Setting the little bit of groomed snow aside, be ready to descend some technical terrain demonstrating a risk tolerance that would void the race organizer’s insurance policy in the States. One of many examples we encountered was a nighttime descent so boney that the amount of sparks off my teammate’s skis hitting rocks almost obviate the need for a headlamp. 

Headlamp skinning along the PdG

An ethereal headlamp train on route. Photo: Sdt. Julien Franzin Swiss Army.

 

Checkpoints and aid stations

There are several checkpoints on the course at which all team members of each team (Patrol in PdG parlance) must pass through a chip scanning together. The timing data goes live to a PdG app on which anyone can follow a team’s progress on the course. Some checkpoints are elaborate mountain camps installed for the race by the military – roped off areas with shelters, generators, high powered lighting, and lots of staff to direct you. The PdG is said to be the Swiss military’s largest operation of the year, and it shows. There are time cuts for reaching some of the checkpoints.
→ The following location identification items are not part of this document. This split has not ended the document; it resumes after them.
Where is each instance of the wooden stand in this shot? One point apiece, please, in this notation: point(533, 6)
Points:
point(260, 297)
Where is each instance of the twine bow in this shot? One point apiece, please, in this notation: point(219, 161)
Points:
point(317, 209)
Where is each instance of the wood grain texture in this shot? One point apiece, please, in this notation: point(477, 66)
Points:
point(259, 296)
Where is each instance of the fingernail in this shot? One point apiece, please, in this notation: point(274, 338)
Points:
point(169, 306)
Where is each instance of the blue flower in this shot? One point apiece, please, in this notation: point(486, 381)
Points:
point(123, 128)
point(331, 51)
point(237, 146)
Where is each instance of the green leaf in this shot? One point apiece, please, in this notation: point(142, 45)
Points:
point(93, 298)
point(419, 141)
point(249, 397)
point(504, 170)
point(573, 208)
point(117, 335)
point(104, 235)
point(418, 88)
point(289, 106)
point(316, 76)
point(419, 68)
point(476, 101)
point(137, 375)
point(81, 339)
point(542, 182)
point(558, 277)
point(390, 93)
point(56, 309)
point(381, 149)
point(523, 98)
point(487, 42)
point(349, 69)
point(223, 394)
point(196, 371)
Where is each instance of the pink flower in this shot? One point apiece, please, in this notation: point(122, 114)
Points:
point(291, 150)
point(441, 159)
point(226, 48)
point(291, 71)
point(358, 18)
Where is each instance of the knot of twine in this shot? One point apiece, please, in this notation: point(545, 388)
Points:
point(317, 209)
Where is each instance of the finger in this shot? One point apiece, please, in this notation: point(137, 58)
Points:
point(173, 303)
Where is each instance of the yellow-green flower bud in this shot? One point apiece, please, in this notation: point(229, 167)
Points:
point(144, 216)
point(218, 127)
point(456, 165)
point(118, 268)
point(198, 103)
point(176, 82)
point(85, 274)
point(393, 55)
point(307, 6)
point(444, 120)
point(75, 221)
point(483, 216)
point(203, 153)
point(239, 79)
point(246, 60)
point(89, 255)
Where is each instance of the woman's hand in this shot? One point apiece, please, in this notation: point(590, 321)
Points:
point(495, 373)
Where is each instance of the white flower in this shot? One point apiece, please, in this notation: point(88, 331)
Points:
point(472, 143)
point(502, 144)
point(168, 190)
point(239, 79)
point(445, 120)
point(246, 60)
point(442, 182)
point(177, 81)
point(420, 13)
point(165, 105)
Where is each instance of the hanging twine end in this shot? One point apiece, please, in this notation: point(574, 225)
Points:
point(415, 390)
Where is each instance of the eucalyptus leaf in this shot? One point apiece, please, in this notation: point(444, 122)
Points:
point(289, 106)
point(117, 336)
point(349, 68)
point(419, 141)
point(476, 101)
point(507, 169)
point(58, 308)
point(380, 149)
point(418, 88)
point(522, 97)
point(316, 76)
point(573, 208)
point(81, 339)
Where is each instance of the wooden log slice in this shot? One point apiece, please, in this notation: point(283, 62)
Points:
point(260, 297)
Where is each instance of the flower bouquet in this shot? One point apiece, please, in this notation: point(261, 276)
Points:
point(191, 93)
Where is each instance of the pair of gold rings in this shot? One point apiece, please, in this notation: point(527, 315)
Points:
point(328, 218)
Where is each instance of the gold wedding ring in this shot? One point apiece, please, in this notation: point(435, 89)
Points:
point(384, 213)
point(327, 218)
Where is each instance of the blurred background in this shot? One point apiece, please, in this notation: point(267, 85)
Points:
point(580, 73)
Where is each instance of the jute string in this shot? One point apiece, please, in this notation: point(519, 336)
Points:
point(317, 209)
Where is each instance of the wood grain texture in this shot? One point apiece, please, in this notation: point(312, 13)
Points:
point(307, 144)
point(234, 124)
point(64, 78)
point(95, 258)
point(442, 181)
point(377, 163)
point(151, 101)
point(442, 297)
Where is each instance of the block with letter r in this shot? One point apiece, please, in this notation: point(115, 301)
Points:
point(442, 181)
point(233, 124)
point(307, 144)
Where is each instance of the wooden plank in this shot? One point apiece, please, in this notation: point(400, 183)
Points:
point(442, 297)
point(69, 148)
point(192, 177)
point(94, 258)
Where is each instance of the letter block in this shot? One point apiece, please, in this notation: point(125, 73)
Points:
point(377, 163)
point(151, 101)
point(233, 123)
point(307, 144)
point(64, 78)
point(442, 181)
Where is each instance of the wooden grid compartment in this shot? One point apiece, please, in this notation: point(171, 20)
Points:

Two of the checkpoints (yes, only two) are also aid stations with some food and fluids (more on this in Part 2). 

 

You Should Do It

The PdG is an unforgettable experience. If you are or want to be a skimo racer and experience what is arguably the paradigm of the sport, race the PdG. You won’t be disappointed.

Given my enthusiastic blathering about the race’s history, culture, and course, it’s no surprise that I found it fantastic. It gave me everything I was hoping for and then some. I know my teammates also had a positive experience. At least that’s my takeaway from a discussion the morning after we finished: “Hey, we should do the Mezzalama.” (The Trofeo Mezzalama is an Italian grand course race that is held every other year in the PdG’s off years.)

Just do it. Don’t miss the September 30 registration deadline. More teams register than get to start (entry is by lottery). You get your money back if you don’t get in and most of it back if you cancel by next February (more on this in Part 2). If you’re thinking about it and want to chat, I’m happy to. Just know that I’ll try to talk you into it.